Commit Graph

43 Commits

Author SHA1 Message Date
Jean-Sébastien Pédron 1f1a13521b
Skip peer discovery clustering tests if multiple Khepri machine versions
... are being used at the same time.

[Why]
Depending on which node clusters with which, a node running an older
version of the Khepri Ra machine may not be able to apply Ra commands
and could be stuck.

There is no real solution and this clearly an unsupported scenario. An
old node won't always be able to join a newer cluster.

[How]
In the testsuites, we skip clustering tests if we detect that multiple
Khepri Ra machine versions are being used.
2025-02-12 17:13:24 +01:00
Jean-Sébastien Pédron f549425615
rabbitmq_ct_broker_helpers: Use node 2 as the cluster seed node
[Why]
When running mixed-version tests, nodes 1/3/5/... are using the primary
umbrella, so usually the newest version. Nodes 2/4/6/... are using the
secondary umbrella, thus the old version.

When clustering, we used to use node 1 (running a new version) as the
seed node, meaning other nodes would join it.

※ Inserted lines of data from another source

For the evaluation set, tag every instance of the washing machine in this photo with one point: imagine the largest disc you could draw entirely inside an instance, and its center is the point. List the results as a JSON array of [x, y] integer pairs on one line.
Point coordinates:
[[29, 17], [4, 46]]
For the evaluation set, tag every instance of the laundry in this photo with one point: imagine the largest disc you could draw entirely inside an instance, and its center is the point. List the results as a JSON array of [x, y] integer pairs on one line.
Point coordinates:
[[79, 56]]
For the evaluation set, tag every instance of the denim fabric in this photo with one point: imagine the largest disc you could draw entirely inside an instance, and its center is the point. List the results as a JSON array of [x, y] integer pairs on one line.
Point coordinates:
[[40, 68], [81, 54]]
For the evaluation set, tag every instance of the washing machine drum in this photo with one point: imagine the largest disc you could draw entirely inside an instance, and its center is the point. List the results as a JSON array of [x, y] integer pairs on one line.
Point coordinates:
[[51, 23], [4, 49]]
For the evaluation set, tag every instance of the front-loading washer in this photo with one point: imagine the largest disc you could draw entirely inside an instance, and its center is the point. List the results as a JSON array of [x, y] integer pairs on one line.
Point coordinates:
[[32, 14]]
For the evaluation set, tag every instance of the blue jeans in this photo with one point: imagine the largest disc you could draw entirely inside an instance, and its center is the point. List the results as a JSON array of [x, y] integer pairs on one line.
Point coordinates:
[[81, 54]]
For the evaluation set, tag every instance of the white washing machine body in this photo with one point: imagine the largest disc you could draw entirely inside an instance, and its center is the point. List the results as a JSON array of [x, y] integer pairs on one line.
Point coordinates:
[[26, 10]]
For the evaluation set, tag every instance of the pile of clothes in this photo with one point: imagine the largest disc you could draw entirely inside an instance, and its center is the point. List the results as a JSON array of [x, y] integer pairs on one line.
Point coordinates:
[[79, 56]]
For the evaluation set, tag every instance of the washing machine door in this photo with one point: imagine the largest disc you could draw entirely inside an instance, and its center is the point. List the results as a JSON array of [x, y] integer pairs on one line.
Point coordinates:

This complicates things with feature flags because we have to make sure
that we start node 1 with new stable feature flags disabled to allow old
nodes to join.

This is also a problem with Khepri machine versions because the cluster
would start with the latest version, which old nodes might not have.

[How]
This patch changes the logic to use a node running the secondary
umbrella as the seed node instead. If there is no node running it, we
pick the first node as before.

V2: Revert part of "rabbitmq_ct_helpers: Fix how we set
    `$RABBITMQ_FEATURE_FLAGS` in tests" (commit
    57ed962ef6). These changes are no
    longer needed with the new logic.

V3: The check that verifies that the correct metadata store is used has
    a special case for nodes that use the secondary umbrella: if Khepri
    is supposed to be used but it's not, the feature flag is enabled.
    The reason is that the `v4.0.x` branch doesn't know about the `rel`
    configuration of `forced_feature_flags_on_init`. The nodes will
    have ignored thies parameter and booted with the stable feature
    flags only.

    Many testsuites are adapted to the new clustering order. If they
    manage which node joins which node, either the order is changed in
    the testcases, or nodes are started with only required feature
    flags. For testsuites that rely on peer discovery where the order is
    unknown, nodes are started with only required feature flags.
2025-01-27 12:08:12 +01:00
Michael Klishin 968eefa1bb
Bump (c) line year
There are no functional changes to this massive diff.
2025-01-01 17:54:10 -05:00
Jean-Sébastien Pédron d54b2bff3c
rabbitmq_peer_discovery_etcd: Wait for etcd start in system_SUITE
[Why]
It was possible that testcases were executed before the etcd daemon was
ready, leading to test failures.

[How]
There was already a santy check to verify that the etcd daemon was
working correctly, but it was itself a testcase.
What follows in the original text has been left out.